Of course I should know better than to trust that things are good.
Fate hates me.
That much is abundantly clear.
When will it end?
A KNOCK AT MY DOOR has my head lifting just as it cracks open and Tanner steps inside with a something in his hand wrapped in a washcloth. “Peas,” he says, holding it up. “You need to get that swelling down.’
I don’t say anything, I just stare down at my hands from my spot on the bed, legs folded, face aching, hair wet from the shower I took to try and clean up so I didn’t have to go back out there and face them. Him.
Always him.
Tanner walks over and sits on the end of the bed, so close to me I have to clamp my lips together to stop the little gasp escaping. My heart kicks up a notch, and my whole body becomes immediately aware of him. It’s always this way when Tanner is in the same room as me. It’s like my body craves him, even when I’m angry.
He reaches over slowly, moving a strand of damp hair from my face and tucking it behind my ear, then he reaches over and places the ice bag against my cheek. I flinch, because it hurts like hell. It really does. My head is pounding from being hit with that gun, thrown on the ground and dragged back up by my hair.
“Got some good painkillers, you need them?”
I nod, still staring at my hands.
“What happened, Callie? Gotta know.”
Of course that’s the only reason he’s in here.
Of course it is.
“I was getting into my car,” I say softly, “and someone came up behind me, holding a gun to me …”
My voice trembles, and I pause for a minute, wringing my fingers together and searching for calm.
“He said I had to go with him. I tried to get away … and he hit me, pulled my hair … then a security guard came. If it wasn’t for him hearing me scream, that man would have taken me. He ran off and the security guard was going to call the police but …”
I finally look up to Tanner, and he’s staring at me, listening intently. My heart races just connecting with those incredible brown eyes.
“I ran,” I finish, looking away. “I wasn’t thinking, I just wanted to get out of there. I was so scared if the police were called, it would make them even angrier. I know I screwed up, but I … I don’t know, my mind wasn’t working.”
“It’s okay, nothin’ you can do about it now. Did he say anything else?”
I shake my head.
He goes silent for a moment, and then he reaches down for my wrist, making me flinch. He lifts it slowly and turns it over, revealing my new tattoo. He stares at it for a moment then slowly runs his thumb over Celia’s name.

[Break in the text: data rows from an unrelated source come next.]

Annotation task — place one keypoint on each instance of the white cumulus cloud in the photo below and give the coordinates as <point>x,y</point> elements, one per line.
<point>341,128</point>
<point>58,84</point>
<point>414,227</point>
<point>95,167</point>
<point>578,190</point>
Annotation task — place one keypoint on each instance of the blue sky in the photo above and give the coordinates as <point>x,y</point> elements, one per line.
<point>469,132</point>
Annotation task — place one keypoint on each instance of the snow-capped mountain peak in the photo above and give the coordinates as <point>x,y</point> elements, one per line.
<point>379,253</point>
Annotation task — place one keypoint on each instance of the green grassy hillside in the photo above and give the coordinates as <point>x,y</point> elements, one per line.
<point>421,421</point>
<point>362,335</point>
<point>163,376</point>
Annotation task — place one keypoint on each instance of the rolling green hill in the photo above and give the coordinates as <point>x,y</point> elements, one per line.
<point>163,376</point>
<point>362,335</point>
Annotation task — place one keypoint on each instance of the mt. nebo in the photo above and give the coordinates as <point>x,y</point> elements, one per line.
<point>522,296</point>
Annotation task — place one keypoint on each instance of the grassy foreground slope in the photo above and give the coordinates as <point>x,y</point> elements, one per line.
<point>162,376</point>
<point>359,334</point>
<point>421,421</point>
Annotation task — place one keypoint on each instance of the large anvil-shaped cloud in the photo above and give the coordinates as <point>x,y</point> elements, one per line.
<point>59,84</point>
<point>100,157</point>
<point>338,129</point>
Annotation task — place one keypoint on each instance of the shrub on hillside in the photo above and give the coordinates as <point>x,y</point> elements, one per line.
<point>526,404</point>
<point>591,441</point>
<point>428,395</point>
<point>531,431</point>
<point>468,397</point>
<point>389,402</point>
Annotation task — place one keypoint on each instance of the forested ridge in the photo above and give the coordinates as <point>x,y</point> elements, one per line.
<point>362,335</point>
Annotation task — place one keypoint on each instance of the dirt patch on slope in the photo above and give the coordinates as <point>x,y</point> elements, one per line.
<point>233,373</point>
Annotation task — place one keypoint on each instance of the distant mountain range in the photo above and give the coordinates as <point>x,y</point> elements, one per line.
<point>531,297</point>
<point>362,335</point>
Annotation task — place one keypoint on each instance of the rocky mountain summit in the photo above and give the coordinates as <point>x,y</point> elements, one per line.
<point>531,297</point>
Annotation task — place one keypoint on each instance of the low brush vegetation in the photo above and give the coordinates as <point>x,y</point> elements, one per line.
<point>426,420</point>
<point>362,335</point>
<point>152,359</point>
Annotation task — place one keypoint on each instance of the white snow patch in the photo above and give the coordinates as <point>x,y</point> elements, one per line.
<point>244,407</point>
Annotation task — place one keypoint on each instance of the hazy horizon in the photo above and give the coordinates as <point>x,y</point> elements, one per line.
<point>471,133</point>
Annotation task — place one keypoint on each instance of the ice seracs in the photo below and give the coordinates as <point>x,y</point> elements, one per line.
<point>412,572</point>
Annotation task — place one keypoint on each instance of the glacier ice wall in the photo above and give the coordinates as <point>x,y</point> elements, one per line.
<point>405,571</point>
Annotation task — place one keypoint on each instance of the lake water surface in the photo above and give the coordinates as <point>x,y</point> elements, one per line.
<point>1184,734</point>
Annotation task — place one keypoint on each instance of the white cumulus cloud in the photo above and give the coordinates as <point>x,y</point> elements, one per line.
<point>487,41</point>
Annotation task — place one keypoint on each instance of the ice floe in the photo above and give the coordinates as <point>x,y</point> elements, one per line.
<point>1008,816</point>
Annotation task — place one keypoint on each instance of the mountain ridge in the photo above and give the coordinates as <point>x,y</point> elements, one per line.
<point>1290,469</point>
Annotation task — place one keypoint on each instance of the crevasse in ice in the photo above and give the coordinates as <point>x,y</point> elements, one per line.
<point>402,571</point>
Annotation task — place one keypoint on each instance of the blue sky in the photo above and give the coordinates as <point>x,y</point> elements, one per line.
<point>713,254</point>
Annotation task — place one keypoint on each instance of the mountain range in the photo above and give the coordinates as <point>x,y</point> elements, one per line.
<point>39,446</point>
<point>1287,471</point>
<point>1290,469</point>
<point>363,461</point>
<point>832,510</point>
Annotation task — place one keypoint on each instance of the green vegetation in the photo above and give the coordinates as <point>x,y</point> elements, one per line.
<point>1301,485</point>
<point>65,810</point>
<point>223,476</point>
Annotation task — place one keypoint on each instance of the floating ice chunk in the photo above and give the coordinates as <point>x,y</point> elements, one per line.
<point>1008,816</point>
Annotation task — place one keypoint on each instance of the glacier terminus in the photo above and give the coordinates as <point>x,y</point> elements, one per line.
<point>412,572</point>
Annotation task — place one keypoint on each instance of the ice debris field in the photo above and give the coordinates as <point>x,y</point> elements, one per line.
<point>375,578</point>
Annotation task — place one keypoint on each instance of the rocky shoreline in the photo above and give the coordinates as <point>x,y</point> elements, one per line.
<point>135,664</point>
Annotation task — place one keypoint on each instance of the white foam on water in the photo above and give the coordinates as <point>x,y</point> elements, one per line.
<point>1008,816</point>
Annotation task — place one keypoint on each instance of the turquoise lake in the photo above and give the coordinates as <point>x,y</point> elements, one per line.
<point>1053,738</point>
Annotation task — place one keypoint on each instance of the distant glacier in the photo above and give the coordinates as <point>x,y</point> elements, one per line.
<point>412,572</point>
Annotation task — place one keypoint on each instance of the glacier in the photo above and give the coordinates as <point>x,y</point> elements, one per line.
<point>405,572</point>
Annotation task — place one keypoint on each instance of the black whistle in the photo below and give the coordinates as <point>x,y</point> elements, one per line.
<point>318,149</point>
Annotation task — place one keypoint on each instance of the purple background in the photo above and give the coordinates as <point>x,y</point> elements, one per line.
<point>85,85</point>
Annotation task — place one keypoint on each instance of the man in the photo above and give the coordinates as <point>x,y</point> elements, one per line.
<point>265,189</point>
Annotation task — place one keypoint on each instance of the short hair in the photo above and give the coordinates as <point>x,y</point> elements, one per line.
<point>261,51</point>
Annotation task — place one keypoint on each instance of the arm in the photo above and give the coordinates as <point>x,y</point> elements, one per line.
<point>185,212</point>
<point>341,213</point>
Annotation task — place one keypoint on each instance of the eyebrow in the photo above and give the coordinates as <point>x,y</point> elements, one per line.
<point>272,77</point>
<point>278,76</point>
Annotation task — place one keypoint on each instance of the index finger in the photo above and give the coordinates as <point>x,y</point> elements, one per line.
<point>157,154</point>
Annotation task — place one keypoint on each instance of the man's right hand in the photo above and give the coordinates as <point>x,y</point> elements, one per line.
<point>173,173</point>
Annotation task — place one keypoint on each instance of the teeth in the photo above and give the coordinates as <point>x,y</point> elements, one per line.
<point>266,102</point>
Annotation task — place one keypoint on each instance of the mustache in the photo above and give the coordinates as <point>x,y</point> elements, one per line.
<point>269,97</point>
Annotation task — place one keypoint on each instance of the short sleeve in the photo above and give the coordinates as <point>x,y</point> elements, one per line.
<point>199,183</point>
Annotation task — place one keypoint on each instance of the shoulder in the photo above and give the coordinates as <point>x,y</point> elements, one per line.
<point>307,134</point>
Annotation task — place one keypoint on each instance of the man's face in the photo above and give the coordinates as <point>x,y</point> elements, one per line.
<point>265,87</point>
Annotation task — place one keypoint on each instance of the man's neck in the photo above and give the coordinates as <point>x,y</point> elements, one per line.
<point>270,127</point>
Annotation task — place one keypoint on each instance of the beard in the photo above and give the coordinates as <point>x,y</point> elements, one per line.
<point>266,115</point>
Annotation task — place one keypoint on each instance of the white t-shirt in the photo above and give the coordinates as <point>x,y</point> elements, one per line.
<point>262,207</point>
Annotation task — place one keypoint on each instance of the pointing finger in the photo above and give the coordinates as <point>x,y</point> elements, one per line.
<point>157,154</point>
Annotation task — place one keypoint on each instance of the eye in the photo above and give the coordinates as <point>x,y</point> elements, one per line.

“It’s her birthday tomorrow,” he murmurs, his voice husky with emotion.
“It is?” I whisper.
“Yeah. It is. Hard to celebrate when nobody understands how fuckin’ hard it is. Madeline doesn’t get it, which isn’t her fault, but sometimes you need someone to get it.”
“I get it,” I say, my voice soft.
“Yeah,” he says, standing. “Yeah I know. It’s a damn shame, isn’t it?”
With that, he turns and walks out.
Dammit.
One step forward, three steps backward.
There is no middle ground with Tanner and me. There is so much water under the bridge it’s hard to let things go. I wish I could say everything I’m feeling to him, but I just don’t know how. He’s so angry at me, so hurt and so disappointed. I no longer know how to communicate without making things worse.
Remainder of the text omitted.